Roumen Radev astonished the Macedonian public earlier this year when he assembled the heads of the Bulgarian security services for a meeting on the subject of “protecting the rights of Bulgarians” in Macedonia.
This happened during a period of publicly heightened relations between the two countries following numerous controversies, including evidence that Bulgarian private companies have been given access to the Macedonian population registry ahead of the census.
Although Macedonia has a historic inheritance of the work of the saints Cyril and Methodius, Bulgaria has made numerous claims that they were ethnic Bulgarians who created the Bulgarian alphabet – a decision which was jointly criticized by Czechia and Slovakia.
Nikovski had approved of a previous statement by Pendarovski this month when he requested of Sofia to decide whether the issue between Macedonia and Bulgaria are of a historic or political character.
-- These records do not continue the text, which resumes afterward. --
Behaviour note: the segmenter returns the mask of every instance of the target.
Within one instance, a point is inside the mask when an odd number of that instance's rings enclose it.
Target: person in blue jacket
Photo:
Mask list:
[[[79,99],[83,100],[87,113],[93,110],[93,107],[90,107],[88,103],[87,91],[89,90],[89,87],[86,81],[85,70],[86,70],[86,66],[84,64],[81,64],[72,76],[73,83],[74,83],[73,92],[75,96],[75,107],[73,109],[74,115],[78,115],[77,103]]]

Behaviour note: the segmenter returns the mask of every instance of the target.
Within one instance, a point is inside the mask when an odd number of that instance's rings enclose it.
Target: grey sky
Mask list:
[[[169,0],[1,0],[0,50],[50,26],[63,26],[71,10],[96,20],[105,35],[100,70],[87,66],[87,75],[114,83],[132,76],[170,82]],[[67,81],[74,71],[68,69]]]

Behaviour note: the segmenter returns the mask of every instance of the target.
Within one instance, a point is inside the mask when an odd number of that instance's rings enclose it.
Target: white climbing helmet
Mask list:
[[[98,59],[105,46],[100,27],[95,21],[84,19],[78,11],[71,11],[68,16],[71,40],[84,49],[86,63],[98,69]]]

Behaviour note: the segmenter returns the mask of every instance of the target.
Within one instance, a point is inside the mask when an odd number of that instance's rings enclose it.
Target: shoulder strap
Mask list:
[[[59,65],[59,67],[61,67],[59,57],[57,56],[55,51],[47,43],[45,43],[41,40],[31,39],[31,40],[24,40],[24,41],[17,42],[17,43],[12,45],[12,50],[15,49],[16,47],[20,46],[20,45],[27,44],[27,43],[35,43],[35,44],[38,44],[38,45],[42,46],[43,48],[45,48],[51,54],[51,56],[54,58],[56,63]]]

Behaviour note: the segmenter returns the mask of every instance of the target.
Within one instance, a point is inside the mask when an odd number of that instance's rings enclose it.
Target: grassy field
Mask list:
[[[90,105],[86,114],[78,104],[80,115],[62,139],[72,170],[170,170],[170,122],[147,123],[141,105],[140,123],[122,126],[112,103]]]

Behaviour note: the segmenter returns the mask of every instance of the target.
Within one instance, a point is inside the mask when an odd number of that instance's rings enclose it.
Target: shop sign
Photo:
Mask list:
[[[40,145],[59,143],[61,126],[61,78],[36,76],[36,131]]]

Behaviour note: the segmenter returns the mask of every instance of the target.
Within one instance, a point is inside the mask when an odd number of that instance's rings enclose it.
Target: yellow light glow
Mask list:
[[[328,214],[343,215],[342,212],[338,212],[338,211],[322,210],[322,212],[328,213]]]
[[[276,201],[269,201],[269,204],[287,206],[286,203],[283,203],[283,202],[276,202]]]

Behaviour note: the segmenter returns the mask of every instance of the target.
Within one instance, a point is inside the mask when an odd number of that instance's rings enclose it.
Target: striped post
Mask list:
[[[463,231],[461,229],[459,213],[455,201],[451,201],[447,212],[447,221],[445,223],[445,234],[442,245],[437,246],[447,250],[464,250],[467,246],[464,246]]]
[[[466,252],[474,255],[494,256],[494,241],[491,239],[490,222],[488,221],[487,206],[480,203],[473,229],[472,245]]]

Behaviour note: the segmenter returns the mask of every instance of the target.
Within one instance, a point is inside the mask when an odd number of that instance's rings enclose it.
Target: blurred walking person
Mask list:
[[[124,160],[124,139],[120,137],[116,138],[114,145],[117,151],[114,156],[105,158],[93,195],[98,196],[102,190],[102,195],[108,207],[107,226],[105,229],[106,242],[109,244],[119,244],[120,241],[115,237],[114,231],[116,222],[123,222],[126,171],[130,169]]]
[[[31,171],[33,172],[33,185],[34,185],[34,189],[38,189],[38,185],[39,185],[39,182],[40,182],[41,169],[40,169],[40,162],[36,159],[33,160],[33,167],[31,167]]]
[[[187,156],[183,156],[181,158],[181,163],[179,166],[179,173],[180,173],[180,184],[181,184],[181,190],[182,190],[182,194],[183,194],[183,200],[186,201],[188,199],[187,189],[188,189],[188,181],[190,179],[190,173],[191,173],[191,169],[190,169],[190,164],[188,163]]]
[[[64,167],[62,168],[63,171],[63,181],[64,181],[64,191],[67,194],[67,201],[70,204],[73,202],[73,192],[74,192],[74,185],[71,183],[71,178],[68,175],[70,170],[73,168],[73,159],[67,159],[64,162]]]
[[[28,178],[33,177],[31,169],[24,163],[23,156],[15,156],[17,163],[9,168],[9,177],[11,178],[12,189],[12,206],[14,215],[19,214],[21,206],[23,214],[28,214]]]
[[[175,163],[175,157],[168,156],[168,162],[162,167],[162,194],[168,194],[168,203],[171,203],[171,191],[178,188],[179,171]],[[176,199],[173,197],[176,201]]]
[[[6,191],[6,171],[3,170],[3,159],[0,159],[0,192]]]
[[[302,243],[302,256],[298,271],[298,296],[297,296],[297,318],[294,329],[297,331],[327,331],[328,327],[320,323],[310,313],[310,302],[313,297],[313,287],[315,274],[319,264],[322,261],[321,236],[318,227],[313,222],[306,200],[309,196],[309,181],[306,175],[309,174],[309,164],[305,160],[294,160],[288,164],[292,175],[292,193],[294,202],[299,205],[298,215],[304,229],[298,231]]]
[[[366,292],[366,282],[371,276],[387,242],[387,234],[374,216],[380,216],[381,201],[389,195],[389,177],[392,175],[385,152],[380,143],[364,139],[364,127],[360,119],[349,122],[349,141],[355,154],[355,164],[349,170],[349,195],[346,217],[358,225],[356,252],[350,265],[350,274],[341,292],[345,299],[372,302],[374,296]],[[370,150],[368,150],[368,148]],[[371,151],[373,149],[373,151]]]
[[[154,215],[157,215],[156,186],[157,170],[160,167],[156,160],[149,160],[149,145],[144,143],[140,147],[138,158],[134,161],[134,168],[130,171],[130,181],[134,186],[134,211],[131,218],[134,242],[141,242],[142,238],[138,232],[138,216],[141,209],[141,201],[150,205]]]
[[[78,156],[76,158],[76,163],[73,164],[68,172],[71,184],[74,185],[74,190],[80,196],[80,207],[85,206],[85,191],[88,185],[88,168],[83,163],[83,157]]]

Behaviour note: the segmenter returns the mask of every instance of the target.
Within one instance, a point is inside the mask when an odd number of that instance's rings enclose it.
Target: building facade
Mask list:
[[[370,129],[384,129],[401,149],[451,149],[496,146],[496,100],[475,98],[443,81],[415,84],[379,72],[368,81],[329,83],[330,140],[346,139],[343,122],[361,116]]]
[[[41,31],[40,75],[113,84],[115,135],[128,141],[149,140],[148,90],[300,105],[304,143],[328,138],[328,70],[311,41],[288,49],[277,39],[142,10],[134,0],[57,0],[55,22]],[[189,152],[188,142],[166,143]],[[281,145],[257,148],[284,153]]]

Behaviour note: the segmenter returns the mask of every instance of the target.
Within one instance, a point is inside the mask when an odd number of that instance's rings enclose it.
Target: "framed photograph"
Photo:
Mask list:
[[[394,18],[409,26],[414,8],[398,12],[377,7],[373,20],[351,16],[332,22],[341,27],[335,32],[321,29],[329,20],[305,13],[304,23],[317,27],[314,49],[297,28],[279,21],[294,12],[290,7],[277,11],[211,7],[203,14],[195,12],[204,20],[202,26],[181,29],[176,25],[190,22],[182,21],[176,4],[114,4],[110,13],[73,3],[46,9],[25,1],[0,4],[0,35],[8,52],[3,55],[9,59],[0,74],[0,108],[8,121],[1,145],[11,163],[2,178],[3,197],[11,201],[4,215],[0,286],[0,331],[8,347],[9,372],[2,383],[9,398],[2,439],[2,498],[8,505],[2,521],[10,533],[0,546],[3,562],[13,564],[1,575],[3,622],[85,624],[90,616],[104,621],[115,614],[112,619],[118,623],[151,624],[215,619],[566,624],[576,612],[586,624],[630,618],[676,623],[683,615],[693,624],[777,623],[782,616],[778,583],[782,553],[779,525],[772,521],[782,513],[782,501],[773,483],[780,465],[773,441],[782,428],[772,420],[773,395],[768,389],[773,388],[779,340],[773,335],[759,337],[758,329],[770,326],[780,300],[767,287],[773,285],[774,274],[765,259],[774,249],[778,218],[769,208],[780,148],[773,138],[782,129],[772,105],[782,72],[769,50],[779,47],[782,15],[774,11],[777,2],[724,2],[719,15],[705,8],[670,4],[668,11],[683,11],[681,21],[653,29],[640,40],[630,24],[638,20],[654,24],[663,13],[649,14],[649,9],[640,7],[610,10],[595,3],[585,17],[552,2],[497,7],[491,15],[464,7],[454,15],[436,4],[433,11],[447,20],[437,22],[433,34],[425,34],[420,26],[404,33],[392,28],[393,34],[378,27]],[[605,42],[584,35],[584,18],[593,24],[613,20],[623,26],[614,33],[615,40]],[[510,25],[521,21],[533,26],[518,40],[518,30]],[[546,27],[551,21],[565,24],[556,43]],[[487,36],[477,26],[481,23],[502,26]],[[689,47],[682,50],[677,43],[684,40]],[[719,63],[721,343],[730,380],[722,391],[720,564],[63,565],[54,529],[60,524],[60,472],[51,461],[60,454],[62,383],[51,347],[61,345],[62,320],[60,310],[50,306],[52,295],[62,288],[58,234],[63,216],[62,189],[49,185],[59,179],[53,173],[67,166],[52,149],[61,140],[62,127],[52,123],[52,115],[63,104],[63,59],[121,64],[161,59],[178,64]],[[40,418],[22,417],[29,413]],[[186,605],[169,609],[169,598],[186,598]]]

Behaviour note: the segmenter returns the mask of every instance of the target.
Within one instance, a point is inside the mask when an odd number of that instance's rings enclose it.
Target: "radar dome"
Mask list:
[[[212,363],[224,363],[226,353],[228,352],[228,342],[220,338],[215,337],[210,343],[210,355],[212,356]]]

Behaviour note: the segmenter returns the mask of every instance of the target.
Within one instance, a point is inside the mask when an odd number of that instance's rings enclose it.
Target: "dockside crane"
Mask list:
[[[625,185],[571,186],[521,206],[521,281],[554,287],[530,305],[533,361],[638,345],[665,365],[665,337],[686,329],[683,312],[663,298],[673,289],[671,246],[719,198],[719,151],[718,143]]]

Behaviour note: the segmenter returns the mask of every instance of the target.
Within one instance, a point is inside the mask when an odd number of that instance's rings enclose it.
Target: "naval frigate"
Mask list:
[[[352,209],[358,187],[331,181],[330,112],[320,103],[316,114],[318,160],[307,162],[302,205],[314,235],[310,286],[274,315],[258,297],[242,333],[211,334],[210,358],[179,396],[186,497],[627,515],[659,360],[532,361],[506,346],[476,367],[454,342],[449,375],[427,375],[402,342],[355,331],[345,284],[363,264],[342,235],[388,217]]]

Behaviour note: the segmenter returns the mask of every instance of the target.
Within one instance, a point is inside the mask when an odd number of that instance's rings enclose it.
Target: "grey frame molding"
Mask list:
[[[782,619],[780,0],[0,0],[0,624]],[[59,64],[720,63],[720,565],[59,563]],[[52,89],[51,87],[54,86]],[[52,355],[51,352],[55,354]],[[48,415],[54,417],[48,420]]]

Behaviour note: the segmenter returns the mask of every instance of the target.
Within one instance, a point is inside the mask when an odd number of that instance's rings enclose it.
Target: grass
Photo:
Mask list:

Nikovski adds that if the issue is historic, then the Bulgarian blockade on Macedonia’s EU negotiations must be lifted immediately as there is no room for such issues in the talks.
In this view, a move in a positive direction was made by Germany’s ambassador to Macedonia Anke Holstein who told the Bulgarian ambassador that EU requires Bulgaria to specify what is historically correct and what isn’t in the past 100 years.
Nikovski maintains that Macedonia must act on such signals to counter Bulgaria’s initiative in “informing” relevant people in the EU through recent publications concerning the Macedonian language and nation.
At the end of his column, he says, if the Macedonian question is not a priority for the President, then there is no one who can defend it.